Media mainstream tak jarang menghilangkan nuansa manusiawi ini pada saat menggambarkan keluarga Muslim, sehingga terkadang kita juga ikut menganggapnya sebagai sesuatu yang aneh. Penggambaran umat Islam dalam budaya populer kental akan stereotipe, baik itu sikap represif terhadap perempuan maupun keterlibatannya dalam bencana apokaliptik.
Di serial ini, keluarga Kamala digambarkan sebagai… keluarga yang biasa-biasa aja! Mereka bukan orang menakutkan, dan tidak dibayang-bayangi oleh kejahatan atas nama kebencian maupun tuduhan palsu. Elemen kehidupan sehari-hari ini dijelaskan apa adanya dan tidak dilebih-lebihkan. Inilah yang membedakan Ms. Marvel dengan tontonan lain, yang cenderung menjadikan keluarga Muslim sebagai bagian yang tak terpisahkan dari politik dan beban yang melekat padanya.

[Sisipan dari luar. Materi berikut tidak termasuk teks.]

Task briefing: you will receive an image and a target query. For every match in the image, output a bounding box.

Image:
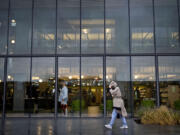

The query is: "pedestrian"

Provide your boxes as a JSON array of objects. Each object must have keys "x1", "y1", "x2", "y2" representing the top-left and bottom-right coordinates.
[
  {"x1": 59, "y1": 81, "x2": 68, "y2": 116},
  {"x1": 105, "y1": 81, "x2": 128, "y2": 129}
]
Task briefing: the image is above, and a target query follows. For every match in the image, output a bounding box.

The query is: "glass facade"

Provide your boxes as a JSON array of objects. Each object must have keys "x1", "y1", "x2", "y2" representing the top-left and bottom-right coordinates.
[{"x1": 0, "y1": 0, "x2": 180, "y2": 117}]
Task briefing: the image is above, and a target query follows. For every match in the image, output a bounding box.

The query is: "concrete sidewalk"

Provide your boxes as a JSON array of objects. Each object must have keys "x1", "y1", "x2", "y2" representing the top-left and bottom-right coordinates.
[{"x1": 0, "y1": 118, "x2": 180, "y2": 135}]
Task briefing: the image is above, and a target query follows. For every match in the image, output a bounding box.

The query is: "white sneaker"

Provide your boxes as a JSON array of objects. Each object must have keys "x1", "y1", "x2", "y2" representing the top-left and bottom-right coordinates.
[
  {"x1": 105, "y1": 124, "x2": 112, "y2": 129},
  {"x1": 120, "y1": 125, "x2": 128, "y2": 129}
]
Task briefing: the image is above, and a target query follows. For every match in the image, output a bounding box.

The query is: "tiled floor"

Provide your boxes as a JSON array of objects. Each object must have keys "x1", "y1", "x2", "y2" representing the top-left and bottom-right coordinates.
[{"x1": 0, "y1": 118, "x2": 180, "y2": 135}]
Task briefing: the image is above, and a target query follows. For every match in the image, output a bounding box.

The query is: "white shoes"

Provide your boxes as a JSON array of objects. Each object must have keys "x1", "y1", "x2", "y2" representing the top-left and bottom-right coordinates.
[
  {"x1": 120, "y1": 125, "x2": 128, "y2": 129},
  {"x1": 105, "y1": 124, "x2": 128, "y2": 129},
  {"x1": 105, "y1": 124, "x2": 112, "y2": 129}
]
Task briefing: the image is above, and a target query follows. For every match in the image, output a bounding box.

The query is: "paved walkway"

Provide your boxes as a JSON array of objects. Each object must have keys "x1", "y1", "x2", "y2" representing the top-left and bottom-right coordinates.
[{"x1": 0, "y1": 118, "x2": 180, "y2": 135}]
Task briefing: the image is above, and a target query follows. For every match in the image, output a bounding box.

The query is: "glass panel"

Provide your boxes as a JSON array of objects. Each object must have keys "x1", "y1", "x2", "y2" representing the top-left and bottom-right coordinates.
[
  {"x1": 58, "y1": 57, "x2": 80, "y2": 116},
  {"x1": 154, "y1": 0, "x2": 180, "y2": 53},
  {"x1": 81, "y1": 0, "x2": 104, "y2": 54},
  {"x1": 158, "y1": 56, "x2": 180, "y2": 109},
  {"x1": 0, "y1": 0, "x2": 9, "y2": 54},
  {"x1": 106, "y1": 0, "x2": 129, "y2": 53},
  {"x1": 6, "y1": 58, "x2": 30, "y2": 117},
  {"x1": 106, "y1": 57, "x2": 131, "y2": 115},
  {"x1": 131, "y1": 56, "x2": 156, "y2": 115},
  {"x1": 81, "y1": 57, "x2": 103, "y2": 117},
  {"x1": 130, "y1": 0, "x2": 154, "y2": 53},
  {"x1": 33, "y1": 0, "x2": 56, "y2": 54},
  {"x1": 8, "y1": 0, "x2": 32, "y2": 54},
  {"x1": 32, "y1": 57, "x2": 55, "y2": 116},
  {"x1": 0, "y1": 58, "x2": 4, "y2": 117},
  {"x1": 57, "y1": 0, "x2": 80, "y2": 54}
]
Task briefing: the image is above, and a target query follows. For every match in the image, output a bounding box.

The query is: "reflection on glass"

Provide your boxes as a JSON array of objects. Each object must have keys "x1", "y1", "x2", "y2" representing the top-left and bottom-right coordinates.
[
  {"x1": 31, "y1": 57, "x2": 55, "y2": 113},
  {"x1": 158, "y1": 56, "x2": 180, "y2": 109},
  {"x1": 0, "y1": 58, "x2": 4, "y2": 116},
  {"x1": 106, "y1": 0, "x2": 129, "y2": 53},
  {"x1": 57, "y1": 0, "x2": 80, "y2": 54},
  {"x1": 131, "y1": 56, "x2": 156, "y2": 115},
  {"x1": 6, "y1": 58, "x2": 30, "y2": 116},
  {"x1": 58, "y1": 57, "x2": 80, "y2": 116},
  {"x1": 0, "y1": 0, "x2": 9, "y2": 54},
  {"x1": 8, "y1": 0, "x2": 32, "y2": 54},
  {"x1": 81, "y1": 0, "x2": 104, "y2": 54},
  {"x1": 81, "y1": 57, "x2": 103, "y2": 117},
  {"x1": 154, "y1": 0, "x2": 180, "y2": 53},
  {"x1": 106, "y1": 57, "x2": 130, "y2": 114},
  {"x1": 130, "y1": 0, "x2": 154, "y2": 53},
  {"x1": 33, "y1": 0, "x2": 56, "y2": 54}
]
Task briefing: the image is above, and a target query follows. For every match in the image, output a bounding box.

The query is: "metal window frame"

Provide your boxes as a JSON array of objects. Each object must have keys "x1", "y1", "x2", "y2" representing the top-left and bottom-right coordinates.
[{"x1": 0, "y1": 0, "x2": 180, "y2": 121}]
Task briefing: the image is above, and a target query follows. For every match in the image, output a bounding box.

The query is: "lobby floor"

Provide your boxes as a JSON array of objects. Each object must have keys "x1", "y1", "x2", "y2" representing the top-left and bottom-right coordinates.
[{"x1": 0, "y1": 118, "x2": 180, "y2": 135}]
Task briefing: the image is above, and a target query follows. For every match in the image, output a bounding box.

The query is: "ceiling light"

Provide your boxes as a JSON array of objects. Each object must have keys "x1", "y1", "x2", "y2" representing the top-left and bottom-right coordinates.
[
  {"x1": 11, "y1": 19, "x2": 16, "y2": 23},
  {"x1": 11, "y1": 40, "x2": 16, "y2": 44},
  {"x1": 83, "y1": 29, "x2": 88, "y2": 34}
]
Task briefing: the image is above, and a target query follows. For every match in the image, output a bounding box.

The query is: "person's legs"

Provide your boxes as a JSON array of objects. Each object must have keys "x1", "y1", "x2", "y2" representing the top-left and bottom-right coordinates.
[
  {"x1": 109, "y1": 109, "x2": 117, "y2": 126},
  {"x1": 121, "y1": 116, "x2": 127, "y2": 126}
]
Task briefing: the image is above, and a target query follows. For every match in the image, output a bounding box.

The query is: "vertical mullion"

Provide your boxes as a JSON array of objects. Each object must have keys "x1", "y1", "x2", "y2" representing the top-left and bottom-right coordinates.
[
  {"x1": 152, "y1": 0, "x2": 160, "y2": 106},
  {"x1": 29, "y1": 0, "x2": 35, "y2": 118},
  {"x1": 177, "y1": 0, "x2": 180, "y2": 46},
  {"x1": 103, "y1": 0, "x2": 106, "y2": 117},
  {"x1": 79, "y1": 0, "x2": 82, "y2": 117},
  {"x1": 128, "y1": 0, "x2": 134, "y2": 117},
  {"x1": 54, "y1": 0, "x2": 58, "y2": 118},
  {"x1": 2, "y1": 0, "x2": 11, "y2": 123}
]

Patut diapresiasi bahwa karakter Kamala sepenuhnya diciptakan oleh penulis dan kreator Muslim, sehingga film ini aman dari white gaze (pandangan orang kulit putih terhadap agama Islam). Sana Amanat, co-creator Ms. Marvel keturunan Amerika-Pakistan, memperkenalkan karakternya ke Barack Obama pada 2016. Mantan Presiden AS itu berujar, “Ms. Marvel memang komik ciptaanmu. Tapi saya yakin, bagi banyak anak muda di luar sana, Sana lah pahlawan supernya.”
Lucunya, segelintir orang membenci serial Disney+ ini karena Ms. Marvel sama sekali tidak menyinggung hubungan geopolitik India-Pakistan, radikalisme Islam, atau bahkan terorisme. Tampaknya tak terbayangkan dalam pikiran mereka bahwa orang Islam juga punya mimpi besar dan berambisi menggapainya. Ditambah lagi, Kamala bukanlah perempuan berbalut burkak yang tertindas. Bukankah hal yang aneh film bertema Muslim tidak memasukkan bom atau lelaki berjenggot yang kejam di dalamnya?